Manchester United, con Michael Carrick haciendo su debut como entrenador del equipo en el que Lisandro Martínez fue titular, lo pasó por arriba a Manchester City. En Old Trafford, en el comienzo de la fecha 22 de la Premier League, este sábado le ganó por 2-0 un partido que podría haber terminado en goleada y limita las chances de los Citizen para pelear el título.
Apenas iban tres minutos cuando el local tuvo su primera gran oportunidad de ponerse en ventaja. En un tiro de esquina lanzado desde la izquierda por Bruno Fernandes, la pelota llegó al segundo palo y Harry Maguire le ganó en el salto a Erling Haaland, dentro del área chica, a centímetros del arco. El cabezazo del defensor dio en el travesaño. Increíble.
El comienzo del clásico se tornó áspero, con Diogo Dalot y Luke Shaw recibiendo sendas tarjetas amarillas por entradas duras. Uno, sobre Jérémy Doku, al borde de ser una plancha para irse rápido al vestuario.
El otro por un golpe fuerte al presionar a Rodri, que más tarde cortó un avance y también se llevó la amonestación.
Antes de irse al descanso, el United gritó un golazo que no valió: una resolución con clase y potrero de Bruno Fernandes, tras un pase de 50 metros de Lisandro Martínez desde su campo. La jugada siguió, el luso eludió al arquero Gianluigi Donnarumma, se frenó para hacer seguir de largo a un rival que llegaba a cubrir y definió. Segundos después, el asistente levantó la bandera y el VAR confirmó que no estaba habilitado.
En la segunda etapa, los Diablos Rojos aceleraron y no tuvieron piedad. Donnarumma se lució (y lo festejó) en una doble tapada, ante el remate de Amad Diallo y el intento de picarla de Casemiro en el rebote. Y enseguida le tapó una definición cruzada a Bryan Mbeumo que quedó a media altura.

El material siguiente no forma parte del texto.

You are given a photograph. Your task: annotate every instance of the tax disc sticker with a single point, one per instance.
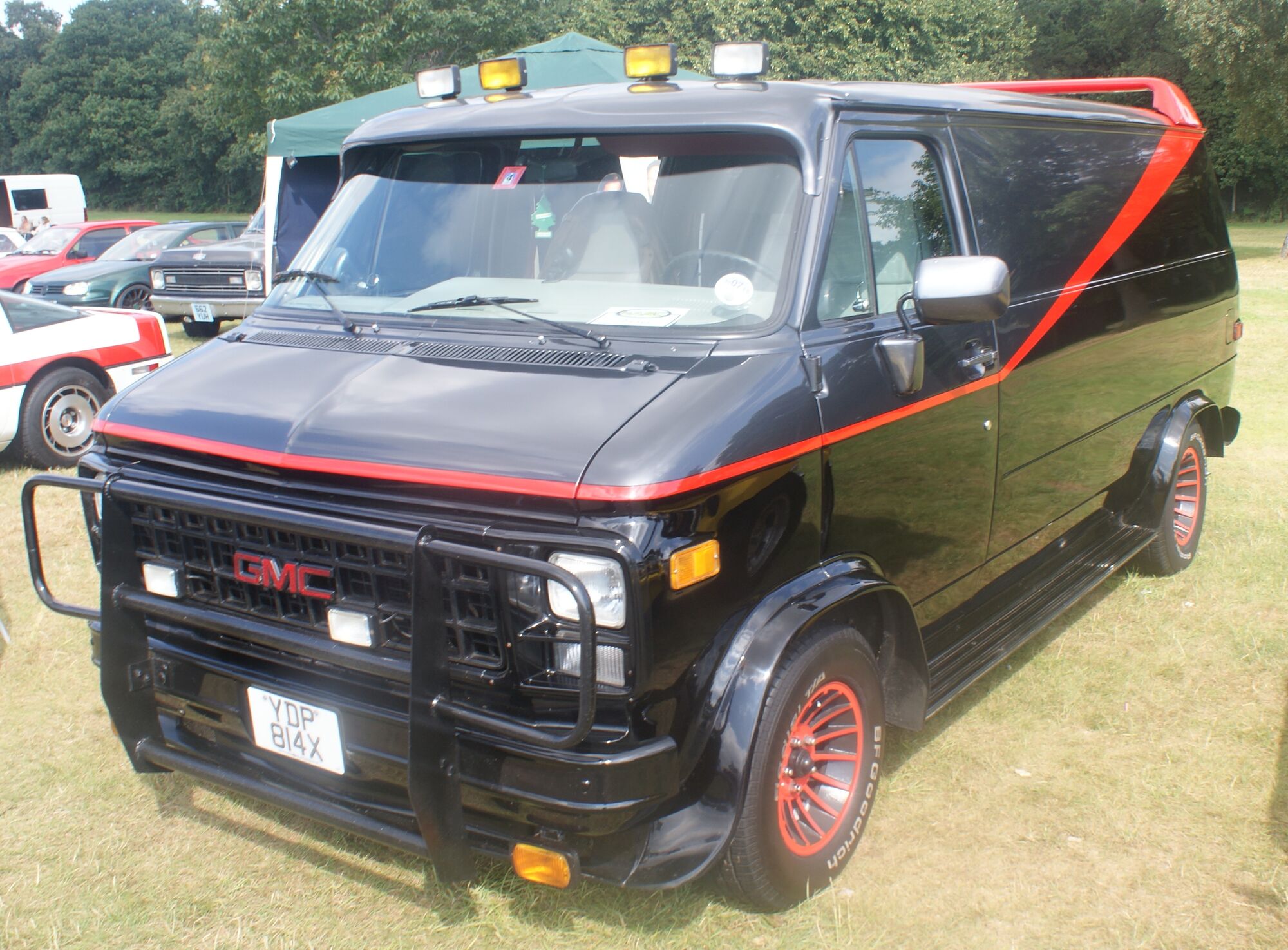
(735, 290)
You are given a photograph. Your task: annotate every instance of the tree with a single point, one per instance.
(913, 40)
(92, 104)
(29, 30)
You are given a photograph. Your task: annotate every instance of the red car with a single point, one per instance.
(61, 246)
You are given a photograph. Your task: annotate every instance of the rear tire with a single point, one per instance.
(57, 415)
(200, 331)
(1182, 523)
(813, 773)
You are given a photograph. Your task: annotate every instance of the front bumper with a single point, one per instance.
(421, 775)
(176, 305)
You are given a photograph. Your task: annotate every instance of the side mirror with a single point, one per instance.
(961, 290)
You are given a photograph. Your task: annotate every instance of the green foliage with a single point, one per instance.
(913, 40)
(92, 103)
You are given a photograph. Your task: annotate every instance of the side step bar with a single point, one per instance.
(1045, 598)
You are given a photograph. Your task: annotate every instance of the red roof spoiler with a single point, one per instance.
(1169, 99)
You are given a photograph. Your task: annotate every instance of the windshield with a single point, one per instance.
(144, 245)
(50, 241)
(639, 232)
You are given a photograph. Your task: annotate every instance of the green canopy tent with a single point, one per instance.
(302, 166)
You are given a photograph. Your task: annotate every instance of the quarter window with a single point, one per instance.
(907, 218)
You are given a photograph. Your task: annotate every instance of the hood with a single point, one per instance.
(91, 271)
(243, 250)
(491, 425)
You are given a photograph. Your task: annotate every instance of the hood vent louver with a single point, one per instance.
(342, 343)
(524, 356)
(454, 352)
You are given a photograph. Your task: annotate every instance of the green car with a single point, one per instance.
(119, 277)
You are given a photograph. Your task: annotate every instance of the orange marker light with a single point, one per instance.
(503, 73)
(542, 866)
(695, 564)
(650, 62)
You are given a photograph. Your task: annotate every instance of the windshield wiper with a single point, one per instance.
(320, 280)
(504, 303)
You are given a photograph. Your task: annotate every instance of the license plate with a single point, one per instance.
(297, 730)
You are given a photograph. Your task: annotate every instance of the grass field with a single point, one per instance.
(1122, 782)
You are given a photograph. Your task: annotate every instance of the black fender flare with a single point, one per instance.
(683, 845)
(1155, 459)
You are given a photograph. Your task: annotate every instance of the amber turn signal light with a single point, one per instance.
(695, 564)
(542, 866)
(511, 72)
(650, 62)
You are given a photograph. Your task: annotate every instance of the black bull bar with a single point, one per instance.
(433, 715)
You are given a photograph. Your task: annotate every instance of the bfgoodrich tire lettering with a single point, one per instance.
(1182, 523)
(813, 774)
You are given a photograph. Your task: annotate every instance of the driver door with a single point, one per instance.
(911, 477)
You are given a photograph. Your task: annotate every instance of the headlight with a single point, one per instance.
(605, 584)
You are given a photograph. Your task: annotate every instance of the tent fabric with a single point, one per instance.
(571, 59)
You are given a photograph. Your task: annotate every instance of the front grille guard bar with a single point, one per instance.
(35, 563)
(426, 545)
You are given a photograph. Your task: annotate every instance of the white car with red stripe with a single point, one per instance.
(60, 365)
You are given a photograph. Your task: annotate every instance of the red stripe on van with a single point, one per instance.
(1170, 156)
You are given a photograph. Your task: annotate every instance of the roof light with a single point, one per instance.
(740, 59)
(440, 82)
(650, 62)
(511, 72)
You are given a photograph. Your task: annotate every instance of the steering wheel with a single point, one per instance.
(727, 255)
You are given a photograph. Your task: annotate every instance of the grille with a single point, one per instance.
(227, 281)
(363, 576)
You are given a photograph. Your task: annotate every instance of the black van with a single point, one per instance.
(616, 464)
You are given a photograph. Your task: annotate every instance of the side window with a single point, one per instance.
(202, 237)
(907, 216)
(33, 314)
(96, 242)
(846, 290)
(30, 200)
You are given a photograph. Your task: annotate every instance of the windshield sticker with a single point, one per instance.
(509, 176)
(642, 316)
(735, 290)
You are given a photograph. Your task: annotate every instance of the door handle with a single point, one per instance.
(978, 363)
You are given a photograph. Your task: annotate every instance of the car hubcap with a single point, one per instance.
(820, 769)
(1188, 499)
(68, 419)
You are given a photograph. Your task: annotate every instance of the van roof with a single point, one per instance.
(798, 109)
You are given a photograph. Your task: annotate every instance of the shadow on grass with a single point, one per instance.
(451, 904)
(905, 746)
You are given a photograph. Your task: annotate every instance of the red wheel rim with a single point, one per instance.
(1188, 497)
(820, 769)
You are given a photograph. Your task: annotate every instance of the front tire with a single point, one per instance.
(813, 773)
(1182, 523)
(57, 417)
(137, 296)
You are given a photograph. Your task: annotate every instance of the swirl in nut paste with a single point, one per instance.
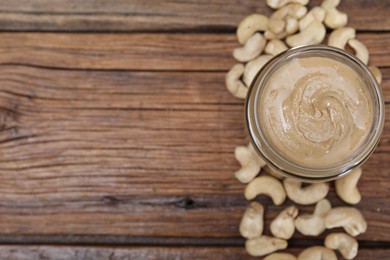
(315, 111)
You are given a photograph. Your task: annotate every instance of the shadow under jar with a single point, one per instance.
(314, 113)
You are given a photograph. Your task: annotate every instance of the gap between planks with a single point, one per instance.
(159, 241)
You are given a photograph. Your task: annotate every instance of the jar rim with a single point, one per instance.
(291, 169)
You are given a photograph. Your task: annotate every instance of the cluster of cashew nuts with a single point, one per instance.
(290, 25)
(288, 220)
(264, 37)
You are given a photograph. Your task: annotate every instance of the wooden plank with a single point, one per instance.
(201, 52)
(158, 253)
(153, 15)
(135, 153)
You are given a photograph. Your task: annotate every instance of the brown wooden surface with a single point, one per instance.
(152, 253)
(129, 137)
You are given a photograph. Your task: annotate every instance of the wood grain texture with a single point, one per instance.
(153, 15)
(184, 52)
(136, 153)
(150, 253)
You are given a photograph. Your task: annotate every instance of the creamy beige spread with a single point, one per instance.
(315, 111)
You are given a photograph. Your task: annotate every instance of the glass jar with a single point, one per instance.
(276, 158)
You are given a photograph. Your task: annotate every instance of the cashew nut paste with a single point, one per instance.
(315, 111)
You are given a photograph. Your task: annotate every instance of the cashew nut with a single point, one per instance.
(339, 37)
(377, 73)
(346, 245)
(233, 82)
(334, 18)
(274, 47)
(296, 11)
(346, 187)
(317, 253)
(283, 225)
(276, 25)
(292, 25)
(250, 161)
(349, 218)
(317, 13)
(330, 4)
(267, 185)
(279, 3)
(252, 48)
(280, 256)
(360, 50)
(264, 245)
(314, 33)
(250, 25)
(251, 225)
(305, 195)
(313, 225)
(252, 67)
(269, 35)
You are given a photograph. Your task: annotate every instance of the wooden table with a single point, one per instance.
(117, 132)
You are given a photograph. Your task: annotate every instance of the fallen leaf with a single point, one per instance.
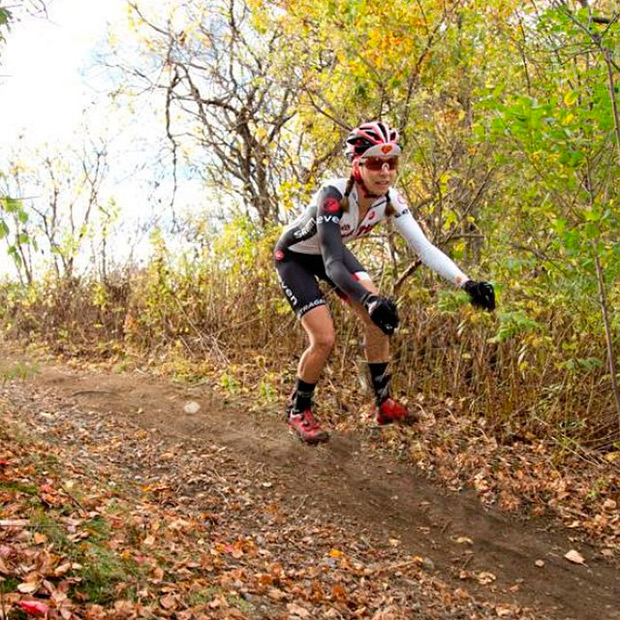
(485, 578)
(34, 608)
(298, 611)
(575, 557)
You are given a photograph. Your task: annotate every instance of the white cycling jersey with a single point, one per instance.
(302, 235)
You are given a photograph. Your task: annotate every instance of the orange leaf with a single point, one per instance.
(34, 608)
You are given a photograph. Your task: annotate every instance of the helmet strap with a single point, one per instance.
(357, 177)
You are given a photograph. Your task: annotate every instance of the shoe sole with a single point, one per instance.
(310, 441)
(409, 421)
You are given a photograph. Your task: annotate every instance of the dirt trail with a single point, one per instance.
(349, 482)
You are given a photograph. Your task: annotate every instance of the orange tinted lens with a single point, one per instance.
(377, 163)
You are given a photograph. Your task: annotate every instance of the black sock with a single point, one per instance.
(302, 397)
(380, 380)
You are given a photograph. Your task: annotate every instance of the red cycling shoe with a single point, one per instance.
(391, 411)
(307, 428)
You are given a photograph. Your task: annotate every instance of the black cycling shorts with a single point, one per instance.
(299, 275)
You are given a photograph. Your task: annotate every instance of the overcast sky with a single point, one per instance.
(45, 82)
(49, 76)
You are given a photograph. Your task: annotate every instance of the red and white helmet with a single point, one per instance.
(376, 139)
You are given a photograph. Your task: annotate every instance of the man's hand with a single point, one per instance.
(383, 313)
(481, 294)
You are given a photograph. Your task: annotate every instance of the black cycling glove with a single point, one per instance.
(383, 312)
(481, 294)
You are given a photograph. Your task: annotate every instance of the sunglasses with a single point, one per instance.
(377, 163)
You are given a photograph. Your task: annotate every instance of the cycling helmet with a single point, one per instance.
(376, 139)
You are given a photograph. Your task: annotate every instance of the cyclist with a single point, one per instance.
(312, 248)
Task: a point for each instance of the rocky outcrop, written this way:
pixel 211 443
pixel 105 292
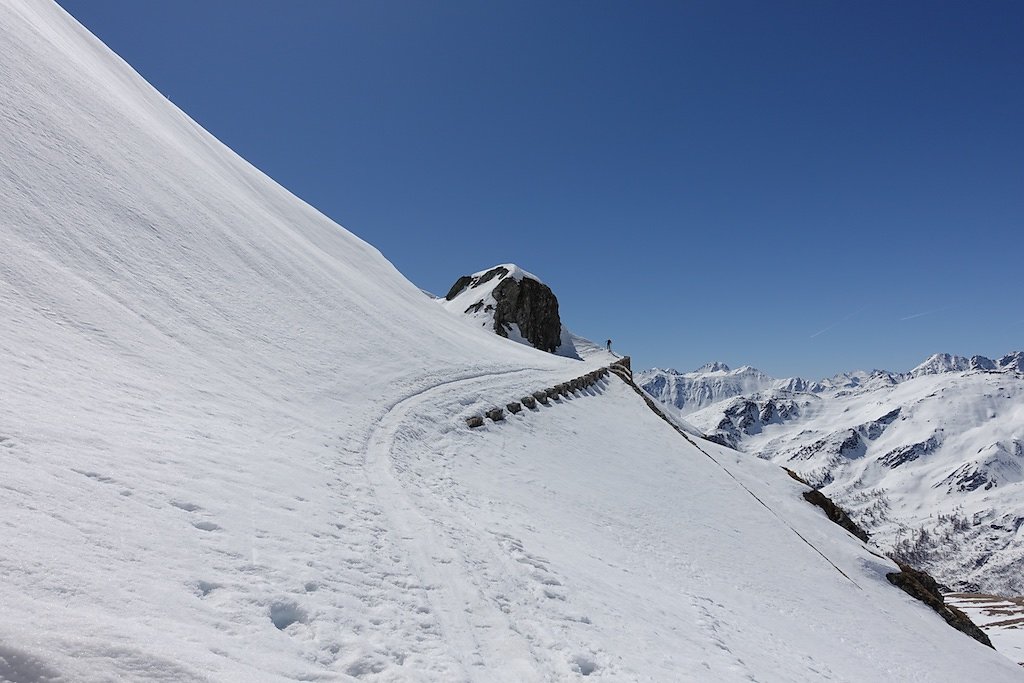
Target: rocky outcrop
pixel 920 585
pixel 532 307
pixel 515 304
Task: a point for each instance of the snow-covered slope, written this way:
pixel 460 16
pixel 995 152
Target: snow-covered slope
pixel 232 449
pixel 709 384
pixel 932 465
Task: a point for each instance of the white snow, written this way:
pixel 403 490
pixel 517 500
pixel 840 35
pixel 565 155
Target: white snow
pixel 232 449
pixel 961 478
pixel 1000 617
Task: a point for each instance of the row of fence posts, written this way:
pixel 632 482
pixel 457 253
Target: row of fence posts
pixel 545 396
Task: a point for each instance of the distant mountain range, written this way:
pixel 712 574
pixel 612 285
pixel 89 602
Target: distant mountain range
pixel 714 382
pixel 930 461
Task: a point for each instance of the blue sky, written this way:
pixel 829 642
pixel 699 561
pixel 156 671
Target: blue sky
pixel 803 186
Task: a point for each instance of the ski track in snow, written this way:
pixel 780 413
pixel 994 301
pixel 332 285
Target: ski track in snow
pixel 474 637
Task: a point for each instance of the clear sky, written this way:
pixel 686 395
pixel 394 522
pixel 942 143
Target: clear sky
pixel 803 186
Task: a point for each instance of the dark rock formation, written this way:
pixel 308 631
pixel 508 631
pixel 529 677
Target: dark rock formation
pixel 922 586
pixel 532 306
pixel 526 303
pixel 833 511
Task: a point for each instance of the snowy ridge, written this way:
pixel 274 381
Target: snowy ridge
pixel 232 447
pixel 932 464
pixel 715 382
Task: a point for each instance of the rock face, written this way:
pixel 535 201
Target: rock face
pixel 532 306
pixel 515 304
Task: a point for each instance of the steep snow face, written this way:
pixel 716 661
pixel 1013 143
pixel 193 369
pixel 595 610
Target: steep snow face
pixel 513 303
pixel 933 466
pixel 232 449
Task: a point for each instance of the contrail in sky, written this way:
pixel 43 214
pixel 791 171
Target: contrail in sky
pixel 927 312
pixel 819 332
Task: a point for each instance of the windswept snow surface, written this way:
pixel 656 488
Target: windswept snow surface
pixel 232 449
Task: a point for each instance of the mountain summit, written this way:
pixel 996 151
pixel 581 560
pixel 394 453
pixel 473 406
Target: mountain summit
pixel 233 446
pixel 515 304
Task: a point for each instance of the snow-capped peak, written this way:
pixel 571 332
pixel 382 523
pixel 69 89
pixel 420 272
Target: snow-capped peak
pixel 515 304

Dos minutos más tarde, el camerunés tuvo revancha y no perdonó, con un tiro al ras que sí superó la estirada del gigante italiano. En un contragolpe veloz, Mbeumo buscó el hueco para marcarle el pase a Bruno, se perfiló y su zurdazo viajó hacia el segundo palo. El 1-0, a los 20 minutos.
El segundo gol nació de una jugada con gambeta y precisión de Matheus Cunha, que había ingresado por el goleador. Su centro al área encontró a Patrick Dorgu llegando de frente para sorprender a su marcador y anotar ante un Donnarumma ya desprotegido.
Fue un golpe letal para las ambiciones del City. Al punto que Pep Guardiola sacó del campo a Haaland, que había tenido poca participación en el área rival y había tenido una chance de empatar con una media vuelta que llegó a tiempo a bloquearle Licha Martínez, felicitado por sus compañeros más cercanos. En rigor, el argentino ganó todos sus duelos por abajo y por aire en el partido. El DT catalán ya pensaba en lo que viene, tiraba la toalla.
Ya en el descuento, Mason Mount, que había ingresado para que Bruno salga ovacionado, apareció por el centro del área para anotar otro gol para el local, pero en medio de los festejos otra vez surgió la incertidumbre por una posición fuera de juego previa. El VAR confirmó que el tanto debía ser anulado.